- Tim tvOne/Agus Wibowo
Viral Video Pornografi Siswi SMKN Kecamatan Ngadirojo, Pemeran Wanita Ngaku jadi Korban
Pacitan, tvOnenews.com - Babak baru pemeran video porno seorang siswi Kelas XII SMK Negeri Ngadirojo, Kabupaten Pacitan, Jawa Timur. Kini, persoalan tersebut tengah didalami oleh pihak kepolisian setempat. Menurut Kapolsek Ngadirojo, Iptu Suyitno, DA (pemeran video wanita) adalah korban.
"Saat ini, kita masih mendalami persoalan tersebut," ujar Iptu Suyitno, Kapolsek Ngadirojo.
Menurut Kapolsek, DA (pemeran video wanita) adalah korban. Hal itu, kata Suyitno, DA ketika melakukan video call dipaksa untuk bugil oleh mantan pacarnya.
"Pas video call, ia dipaksa sama cowoknya itu untuk buka baju dan direkam.
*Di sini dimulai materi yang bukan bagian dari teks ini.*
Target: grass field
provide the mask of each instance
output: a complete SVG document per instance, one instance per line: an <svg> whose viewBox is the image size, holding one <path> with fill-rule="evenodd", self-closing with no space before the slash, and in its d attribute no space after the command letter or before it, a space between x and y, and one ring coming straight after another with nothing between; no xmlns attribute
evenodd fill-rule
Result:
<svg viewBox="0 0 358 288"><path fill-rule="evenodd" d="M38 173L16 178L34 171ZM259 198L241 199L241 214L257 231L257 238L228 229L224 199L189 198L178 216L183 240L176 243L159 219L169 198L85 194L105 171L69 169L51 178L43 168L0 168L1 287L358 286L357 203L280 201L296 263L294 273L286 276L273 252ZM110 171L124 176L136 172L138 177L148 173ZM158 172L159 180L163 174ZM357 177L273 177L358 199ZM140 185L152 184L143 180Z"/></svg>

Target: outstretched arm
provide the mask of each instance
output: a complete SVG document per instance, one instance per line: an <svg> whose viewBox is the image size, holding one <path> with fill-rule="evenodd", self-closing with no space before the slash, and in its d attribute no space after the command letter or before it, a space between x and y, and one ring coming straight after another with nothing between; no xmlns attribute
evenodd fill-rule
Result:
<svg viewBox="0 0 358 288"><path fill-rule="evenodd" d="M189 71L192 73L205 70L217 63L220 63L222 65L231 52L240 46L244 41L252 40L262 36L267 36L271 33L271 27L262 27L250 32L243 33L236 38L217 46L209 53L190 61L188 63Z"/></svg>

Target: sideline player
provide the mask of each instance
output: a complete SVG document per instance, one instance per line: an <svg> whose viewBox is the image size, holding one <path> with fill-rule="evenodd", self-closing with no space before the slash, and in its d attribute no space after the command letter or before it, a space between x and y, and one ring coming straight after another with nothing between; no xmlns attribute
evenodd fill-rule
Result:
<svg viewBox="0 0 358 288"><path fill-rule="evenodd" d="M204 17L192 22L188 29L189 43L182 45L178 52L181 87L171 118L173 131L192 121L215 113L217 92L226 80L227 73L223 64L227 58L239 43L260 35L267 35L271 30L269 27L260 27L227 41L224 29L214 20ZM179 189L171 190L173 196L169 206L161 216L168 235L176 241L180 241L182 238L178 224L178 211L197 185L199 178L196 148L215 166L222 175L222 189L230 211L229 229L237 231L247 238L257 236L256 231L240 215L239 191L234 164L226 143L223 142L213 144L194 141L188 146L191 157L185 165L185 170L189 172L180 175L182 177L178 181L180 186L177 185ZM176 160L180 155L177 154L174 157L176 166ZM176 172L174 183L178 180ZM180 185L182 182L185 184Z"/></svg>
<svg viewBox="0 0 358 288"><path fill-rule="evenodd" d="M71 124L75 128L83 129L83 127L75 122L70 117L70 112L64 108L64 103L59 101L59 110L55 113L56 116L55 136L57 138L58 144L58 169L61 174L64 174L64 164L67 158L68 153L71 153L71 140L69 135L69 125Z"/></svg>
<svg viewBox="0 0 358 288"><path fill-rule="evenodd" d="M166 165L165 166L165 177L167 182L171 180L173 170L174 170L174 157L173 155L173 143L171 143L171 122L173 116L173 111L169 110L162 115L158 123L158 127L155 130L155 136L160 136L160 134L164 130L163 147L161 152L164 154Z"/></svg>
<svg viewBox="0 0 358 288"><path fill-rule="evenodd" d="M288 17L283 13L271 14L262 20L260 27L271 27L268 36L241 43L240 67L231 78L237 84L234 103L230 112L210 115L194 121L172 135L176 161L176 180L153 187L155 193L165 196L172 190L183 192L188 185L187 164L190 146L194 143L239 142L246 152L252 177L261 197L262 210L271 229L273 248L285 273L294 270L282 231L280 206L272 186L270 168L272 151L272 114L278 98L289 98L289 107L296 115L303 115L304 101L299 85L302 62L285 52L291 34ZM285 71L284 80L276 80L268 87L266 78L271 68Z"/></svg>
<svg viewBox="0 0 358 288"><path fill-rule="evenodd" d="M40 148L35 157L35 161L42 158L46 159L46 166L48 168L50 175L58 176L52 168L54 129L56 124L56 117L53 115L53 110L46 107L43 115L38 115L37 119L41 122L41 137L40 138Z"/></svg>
DA ini korban," katanya.
Diketahui, bahwa video konten pornografi itu sebenarnya sudah setahun yang lalu. DA dipaksa melakukan video call dan diminta untuk melepaskan seluruh bajunya.
Sebelumnya, DA telah memutuskan hubungan dengan pacarnya. Karena merasa sakit hati, lantas panggilan video telanjang DA itu pun diduga disebarluaskan oleh sang mantan.
Hingga kini pihak kepolisian masih belum berhasil mengungkap siapa pelaku pemerasan atau kejahatan terhadap anak anak ini. "Kita masih mendalami. Jadi belum terang benderang," imbuh Kapolsek.
Pihak keluarga, meminta kepada aparat kepolisian untuk segera mengungkap persoalan tersebut, mengingat pelaku menebar ancaman yang tidak menutup kemungkinan bisa terjadi, seperti pemerasan atau bahkan ancaman pembunuhan berencana terhadap keluarga korban.
"Ada ancaman, tekanan dari pelaku. Hal itu cukup membuat keluarga takut. Kami juga bingung harus bagaimana, selain meminta kepada yang pihak berwajib untuk segera mengungkapnya," ucap PR, orangtua korban, saat ditemui TVOne di tempat terpisah.
Video tersebut, cukup menjadi pembelajaran bagi siapa pun untuk lebih waspada dan lebih memperhatikan buah hati, agar persoalan serupa tidak terulang di kemudian hari.